Set Up a SUSE Desktop for HTML Access

  1. Install and configure the Tomcat software.

    The following example shows the command sequence for installing Tomcat on a SUSE 15 SP3 machine. In the first command line, replace the example address with the Java download URL for your SUSE version.

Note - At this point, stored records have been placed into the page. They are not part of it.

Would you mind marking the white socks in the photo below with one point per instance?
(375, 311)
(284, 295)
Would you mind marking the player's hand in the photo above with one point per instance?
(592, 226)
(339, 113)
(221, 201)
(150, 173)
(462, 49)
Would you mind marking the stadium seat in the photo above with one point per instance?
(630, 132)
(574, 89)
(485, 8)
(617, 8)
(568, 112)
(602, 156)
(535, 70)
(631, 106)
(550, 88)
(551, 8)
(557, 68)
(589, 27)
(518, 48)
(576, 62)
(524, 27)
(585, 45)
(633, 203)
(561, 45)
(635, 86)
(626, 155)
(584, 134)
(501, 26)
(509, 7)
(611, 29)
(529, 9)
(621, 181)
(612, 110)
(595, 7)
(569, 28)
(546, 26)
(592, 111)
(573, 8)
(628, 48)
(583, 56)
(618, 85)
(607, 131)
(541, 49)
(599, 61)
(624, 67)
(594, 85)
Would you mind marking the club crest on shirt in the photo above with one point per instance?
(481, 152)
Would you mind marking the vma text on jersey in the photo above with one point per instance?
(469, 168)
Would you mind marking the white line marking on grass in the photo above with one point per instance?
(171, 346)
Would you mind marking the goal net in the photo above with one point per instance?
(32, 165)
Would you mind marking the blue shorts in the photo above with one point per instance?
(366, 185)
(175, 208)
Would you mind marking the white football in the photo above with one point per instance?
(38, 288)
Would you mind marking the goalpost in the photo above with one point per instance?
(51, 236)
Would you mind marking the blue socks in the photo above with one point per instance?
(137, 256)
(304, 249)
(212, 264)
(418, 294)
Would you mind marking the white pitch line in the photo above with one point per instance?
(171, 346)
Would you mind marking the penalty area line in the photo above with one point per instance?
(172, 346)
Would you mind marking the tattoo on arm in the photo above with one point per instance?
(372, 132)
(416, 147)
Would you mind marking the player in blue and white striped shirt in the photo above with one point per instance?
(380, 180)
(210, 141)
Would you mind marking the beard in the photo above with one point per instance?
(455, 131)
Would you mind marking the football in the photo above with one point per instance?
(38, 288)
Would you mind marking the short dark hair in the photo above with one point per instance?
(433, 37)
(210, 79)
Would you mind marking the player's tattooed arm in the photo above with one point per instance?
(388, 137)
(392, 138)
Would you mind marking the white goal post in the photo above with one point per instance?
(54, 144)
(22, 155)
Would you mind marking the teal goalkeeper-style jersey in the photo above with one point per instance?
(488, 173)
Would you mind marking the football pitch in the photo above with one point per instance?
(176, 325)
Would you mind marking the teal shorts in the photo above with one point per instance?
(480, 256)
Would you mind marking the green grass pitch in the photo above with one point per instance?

    sudo zypper addrepo https://download.opensuse.org/repositories/Java:packages/SLE_15_SP3/Java:packages.repo
    sudo zypper refresh
    sudo zypper install tomcat
     
    #Link tomcat.service to /usr/libexec/tomcat/server
    cd /usr/
    sudo ln -s lib libexec
  2. Install the nginx package, if it is not already installed on the SUSE system.
    sudo zypper addrepo -G -t yum -c 'http://nginx.org/packages/sles/15' nginx
    wget http://nginx.org/keys/nginx_signing.key
    sudo rpm --import nginx_signing.key
    sudo zypper install nginx
  3. Edit the /etc/nginx/conf.d/vmwvadc.conf configuration file so that it includes the following contents.
    server {
        listen 443 ssl;
        listen [::]:443 ssl;
     
        ###Enable https
        ssl_certificate /etc/vmware/ssl/rui.crt;
        ssl_certificate_key /etc/vmware/ssl/rui.key;
        ssl_protocols TLSv1.1 TLSv1.2;
        ssl_ciphers !aNULL:kECDH+AESGCM:ECDH+AESGCM:RSA+AESGCM:kECDH+AES:ECDH+AES:RSA+AES;
     
        access_log /var/log/nginx/nginx.vadc.access.log;
        error_log /var/log/nginx/nginx.vadc.error.log;
     
        ###Add security settings
        proxy_cookie_path / "/; SameSite=Lax; HTTPOnly; Secure";
        add_header Strict-Transport-Security "max-age=31536000; includeSubDomains" always;
        add_header X-XSS-Protection "1; mode=block";
     
        ###Enable user certificate(smartcard) authentication
        #ssl_verify_client optional;
        #ssl_client_certificate /etc/vmware/ssl/trustCerts.pem;
     
        location /broker {
            ###Forward user certificate
            #proxy_hide_header SSL-CLIENT-VERIFY;
            #proxy_hide_header X-SSL-CERT;
            #proxy_set_header SSL-CLIENT-VERIFY $ssl_client_verify;
            #proxy_set_header X-SSL-CERT $ssl_client_cert;
     
            proxy_pass https://localhost:8443;
            proxy_ssl_certificate /etc/vmware/ssl/rui.crt;
            proxy_ssl_certificate_key /etc/vmware/ssl/rui.key;
     
            proxy_set_header Host $host:$server_port;
            proxy_set_header X-Real-IP $remote_addr;
            proxy_set_header X-Forwarded-For $proxy_add_x_forwarded_for;
        }
     
       ###Enable Web Client
       location /portal/webclient {
           proxy_pass http://localhost:8080/portal/webclient;
           proxy_redirect http://$host:$server_port/ https://$host:$server_port/;
           proxy_set_header Host $host:$server_port;
           proxy_set_header X-Real-IP $remote_addr;
           proxy_set_header X-Forwarded-For $proxy_add_x_forwarded_for;
           add_header Content-Security-Policy "default-src 'self';script-src 'self' 'unsafe-inline' 'unsafe-eval' data:;style-src 'self' 'unsafe-inline';font-src 'self' data:;img-src 'self' data: blob:;media-src 'self' blob:;connect-src 'self' wss:;frame-src 'self' blob:;child-src 'self' blob:;object-src 'self' blob:;frame-ancestors 'self'";
       }
     
     
       location =/ {
           rewrite / /portal/webclient;
       }
    }
  4. Download the Horizon HTML Access portal.war zip file from the VMware download page at https://my.vmware.com/web/vmware/downloads.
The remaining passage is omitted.